A typical hash function first converts a search key to an integer value called a hash code, then compresses the hash code into an index to the hash table. Java’s root class Object has the hashCode method, which returns an integer hash code. By default, the method returns the memory address for the object. The general contract for the hashCode method is as follows:

You should override the hashCode method whenever the equals method is overridden to ensure that two equal objects return the same hash code.
During the execution of a program, invoking the hashCode method multiple times returns the same integer, provided that the object’s data are not changed.
Two unequal objects may have the same hash code, but you should implement the hashCode method to avoid too many such cases.

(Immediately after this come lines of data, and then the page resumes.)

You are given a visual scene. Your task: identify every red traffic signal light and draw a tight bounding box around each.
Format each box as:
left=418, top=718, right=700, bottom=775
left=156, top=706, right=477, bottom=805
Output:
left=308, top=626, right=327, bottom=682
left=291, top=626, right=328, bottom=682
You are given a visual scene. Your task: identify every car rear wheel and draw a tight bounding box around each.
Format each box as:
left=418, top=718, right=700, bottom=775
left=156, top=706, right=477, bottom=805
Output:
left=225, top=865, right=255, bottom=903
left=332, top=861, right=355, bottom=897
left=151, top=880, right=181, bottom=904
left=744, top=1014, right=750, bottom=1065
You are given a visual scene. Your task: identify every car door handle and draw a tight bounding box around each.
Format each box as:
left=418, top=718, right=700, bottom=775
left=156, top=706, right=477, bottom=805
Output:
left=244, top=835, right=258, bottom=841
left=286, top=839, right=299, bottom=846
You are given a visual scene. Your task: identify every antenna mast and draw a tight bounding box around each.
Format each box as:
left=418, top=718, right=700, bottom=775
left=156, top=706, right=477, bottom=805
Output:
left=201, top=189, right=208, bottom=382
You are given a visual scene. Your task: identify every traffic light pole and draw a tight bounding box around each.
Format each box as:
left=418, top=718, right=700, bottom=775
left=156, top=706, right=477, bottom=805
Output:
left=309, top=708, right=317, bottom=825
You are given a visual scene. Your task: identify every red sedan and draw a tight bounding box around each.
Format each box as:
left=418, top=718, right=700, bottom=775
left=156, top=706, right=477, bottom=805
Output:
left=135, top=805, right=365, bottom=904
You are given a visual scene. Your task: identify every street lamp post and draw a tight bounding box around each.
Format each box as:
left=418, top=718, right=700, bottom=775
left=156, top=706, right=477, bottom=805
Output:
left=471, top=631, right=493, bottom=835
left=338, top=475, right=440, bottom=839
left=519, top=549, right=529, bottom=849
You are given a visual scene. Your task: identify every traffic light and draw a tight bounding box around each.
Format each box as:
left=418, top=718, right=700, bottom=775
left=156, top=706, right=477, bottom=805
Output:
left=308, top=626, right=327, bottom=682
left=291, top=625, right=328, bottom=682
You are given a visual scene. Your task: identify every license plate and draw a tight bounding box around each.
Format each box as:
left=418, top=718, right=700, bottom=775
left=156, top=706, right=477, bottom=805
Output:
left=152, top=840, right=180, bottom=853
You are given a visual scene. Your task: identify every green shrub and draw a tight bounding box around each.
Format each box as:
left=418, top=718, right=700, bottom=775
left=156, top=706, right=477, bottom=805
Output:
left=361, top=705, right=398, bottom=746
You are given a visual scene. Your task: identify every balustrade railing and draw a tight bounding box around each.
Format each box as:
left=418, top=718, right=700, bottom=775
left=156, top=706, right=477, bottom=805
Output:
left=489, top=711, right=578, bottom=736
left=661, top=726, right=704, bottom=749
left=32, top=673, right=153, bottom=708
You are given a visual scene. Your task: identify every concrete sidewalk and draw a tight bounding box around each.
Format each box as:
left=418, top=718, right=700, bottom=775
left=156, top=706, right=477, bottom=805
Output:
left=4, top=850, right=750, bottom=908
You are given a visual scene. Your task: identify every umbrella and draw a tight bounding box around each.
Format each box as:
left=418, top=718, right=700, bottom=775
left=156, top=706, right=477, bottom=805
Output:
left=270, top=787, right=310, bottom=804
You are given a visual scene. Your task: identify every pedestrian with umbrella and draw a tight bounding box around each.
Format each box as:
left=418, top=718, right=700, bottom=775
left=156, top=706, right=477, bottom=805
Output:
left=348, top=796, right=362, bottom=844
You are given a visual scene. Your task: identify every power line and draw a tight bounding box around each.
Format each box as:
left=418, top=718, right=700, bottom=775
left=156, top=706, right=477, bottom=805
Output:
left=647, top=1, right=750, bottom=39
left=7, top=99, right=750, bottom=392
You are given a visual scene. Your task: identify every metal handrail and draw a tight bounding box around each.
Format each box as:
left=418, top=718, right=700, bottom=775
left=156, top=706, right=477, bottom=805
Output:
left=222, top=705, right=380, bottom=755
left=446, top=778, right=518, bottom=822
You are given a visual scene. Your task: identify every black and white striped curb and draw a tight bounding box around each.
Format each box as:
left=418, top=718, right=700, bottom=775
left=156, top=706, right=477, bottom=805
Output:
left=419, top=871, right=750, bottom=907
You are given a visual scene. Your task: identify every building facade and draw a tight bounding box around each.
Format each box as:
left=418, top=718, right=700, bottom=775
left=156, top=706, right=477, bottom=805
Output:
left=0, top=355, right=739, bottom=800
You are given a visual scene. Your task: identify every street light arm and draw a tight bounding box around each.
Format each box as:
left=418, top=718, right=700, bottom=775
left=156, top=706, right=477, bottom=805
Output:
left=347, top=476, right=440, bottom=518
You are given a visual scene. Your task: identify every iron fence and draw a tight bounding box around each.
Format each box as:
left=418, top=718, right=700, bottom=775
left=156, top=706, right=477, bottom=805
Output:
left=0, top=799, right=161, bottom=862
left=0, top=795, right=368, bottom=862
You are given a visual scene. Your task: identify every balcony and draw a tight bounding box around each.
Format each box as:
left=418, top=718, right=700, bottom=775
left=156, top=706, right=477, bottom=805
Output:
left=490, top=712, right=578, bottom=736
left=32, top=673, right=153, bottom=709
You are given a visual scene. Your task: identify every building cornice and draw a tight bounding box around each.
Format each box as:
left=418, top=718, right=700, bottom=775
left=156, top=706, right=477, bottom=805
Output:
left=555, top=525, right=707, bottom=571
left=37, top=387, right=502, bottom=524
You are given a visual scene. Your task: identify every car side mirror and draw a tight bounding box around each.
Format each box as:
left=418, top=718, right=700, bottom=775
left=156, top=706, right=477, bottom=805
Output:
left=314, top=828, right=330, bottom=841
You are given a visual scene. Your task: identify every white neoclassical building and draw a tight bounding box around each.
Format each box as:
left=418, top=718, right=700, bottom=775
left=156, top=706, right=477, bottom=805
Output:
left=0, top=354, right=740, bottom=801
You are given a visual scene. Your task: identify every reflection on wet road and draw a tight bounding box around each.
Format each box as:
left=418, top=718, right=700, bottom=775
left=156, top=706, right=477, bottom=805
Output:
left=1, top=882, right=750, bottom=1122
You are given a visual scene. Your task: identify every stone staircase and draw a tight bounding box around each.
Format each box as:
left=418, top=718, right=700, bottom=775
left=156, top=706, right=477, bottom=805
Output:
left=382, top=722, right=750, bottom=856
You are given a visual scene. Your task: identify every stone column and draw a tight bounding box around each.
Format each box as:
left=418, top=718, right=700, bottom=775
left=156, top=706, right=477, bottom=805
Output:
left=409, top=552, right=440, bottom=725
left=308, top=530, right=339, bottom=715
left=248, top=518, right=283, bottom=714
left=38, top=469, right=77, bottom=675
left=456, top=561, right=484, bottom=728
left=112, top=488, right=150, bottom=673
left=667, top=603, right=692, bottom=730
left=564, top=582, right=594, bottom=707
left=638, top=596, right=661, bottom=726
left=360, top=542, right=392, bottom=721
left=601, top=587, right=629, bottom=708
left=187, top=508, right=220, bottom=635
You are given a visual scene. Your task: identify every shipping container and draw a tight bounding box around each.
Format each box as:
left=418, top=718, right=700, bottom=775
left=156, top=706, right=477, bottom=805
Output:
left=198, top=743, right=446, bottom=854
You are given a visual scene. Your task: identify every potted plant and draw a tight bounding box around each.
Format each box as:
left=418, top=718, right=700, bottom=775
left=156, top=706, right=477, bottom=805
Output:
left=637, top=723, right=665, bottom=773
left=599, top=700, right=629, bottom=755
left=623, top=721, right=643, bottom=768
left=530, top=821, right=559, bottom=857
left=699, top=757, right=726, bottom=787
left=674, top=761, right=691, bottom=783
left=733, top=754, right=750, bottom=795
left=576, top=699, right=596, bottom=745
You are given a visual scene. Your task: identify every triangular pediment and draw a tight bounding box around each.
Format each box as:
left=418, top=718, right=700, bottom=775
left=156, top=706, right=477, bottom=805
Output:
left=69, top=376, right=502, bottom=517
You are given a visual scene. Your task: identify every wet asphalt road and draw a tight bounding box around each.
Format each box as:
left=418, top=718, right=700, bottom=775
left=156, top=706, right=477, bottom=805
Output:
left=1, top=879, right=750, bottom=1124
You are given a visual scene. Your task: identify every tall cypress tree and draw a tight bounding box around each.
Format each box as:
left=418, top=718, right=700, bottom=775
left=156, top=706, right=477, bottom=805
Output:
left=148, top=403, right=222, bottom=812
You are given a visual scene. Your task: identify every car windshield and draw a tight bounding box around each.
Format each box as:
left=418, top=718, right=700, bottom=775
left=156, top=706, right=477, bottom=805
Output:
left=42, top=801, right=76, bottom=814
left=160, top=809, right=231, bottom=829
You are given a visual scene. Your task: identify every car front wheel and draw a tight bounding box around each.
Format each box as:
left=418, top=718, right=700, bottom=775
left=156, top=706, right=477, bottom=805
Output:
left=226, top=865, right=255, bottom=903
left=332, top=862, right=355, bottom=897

Hash Codes for Primitive Types

For search keys of the type byte, short, int, and char, simply cast them to int. Therefore, two different search keys of any one of these types will have different hash codes.

For a search key of the type float, use Float.floatToIntBits(key) as the hash code. Note that floatToIntBits(float f) returns an int value whose bit representation is the same as the bit representation for the floating number f. Thus, two different search keys of the float type will have different hash codes.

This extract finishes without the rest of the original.